In seiner weiteren Tätigkeit als Auftragsentwickler für mittlere und grössere Firmen wird die Bionik ein enger, gleichermassen überraschender wie inspirierender Begleiter. Als Hommage an die genialen Lösungen der Natur wählt er für seine Projekte immer wieder Tiernamen. So zum Beispiel LIBELLE für einen neuartigen, wassergefüllten Beschleunigungsanzug für Piloten von Kampfjets. Verblüffend – dieser reguliert sich in jeder Situation selber.
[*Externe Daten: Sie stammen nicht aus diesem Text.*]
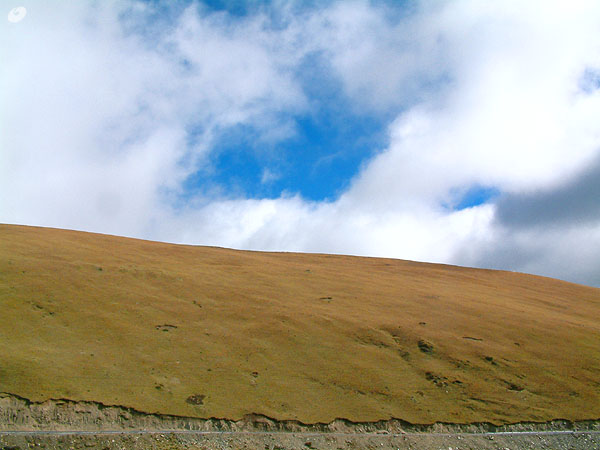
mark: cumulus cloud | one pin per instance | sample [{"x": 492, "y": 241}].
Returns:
[{"x": 108, "y": 108}]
Was Reinhard mit den Worten kommentiert «die Physik als Komplizen zu gewinnen ist allemal schlauer als sich mit ihr anzulegen». Die komplexe Entwicklung, all die Tests und die Zulassung dauert Jahre. Ehrensache und irgendwie selbstverständlich, dass er als Proband gleich selbst vorangeht, diverse Jets, darunter die Mirage im Grenzbereich, immer am Limit, eigenhändig steuert. Mit der Weiterentwicklung G-RAFFE – inspiriert vom Giraffenhals, nomen est omen – kann die Testperson noch bei 9 G den Rubik Cube lösen. Darüber berichtete selbst Richard Hammon ausführlich von Top Gear.

Die sanfte Art des Fliegens

Doch es muss nicht immer Überschall sein. Es geht auch langsamer und natürlicher. Reinhard erzählt vom Segelfliegen über die namibische Küste und Wüste («Hammerthermik und überwältigende Eindrücke während bis zu 11 Stunden») und vom Heissluftballonfahren («die plumpen Riesendinger reagieren auf minimalste Veränderungen»). So zwischendurch hat er als Kundenauftrag einen umgedrehten Ballon konzipiert, ein Gag, der bereits beim Erstflug mehr als 900 besorgte Anrufe in der Notfallzentrale auslöste…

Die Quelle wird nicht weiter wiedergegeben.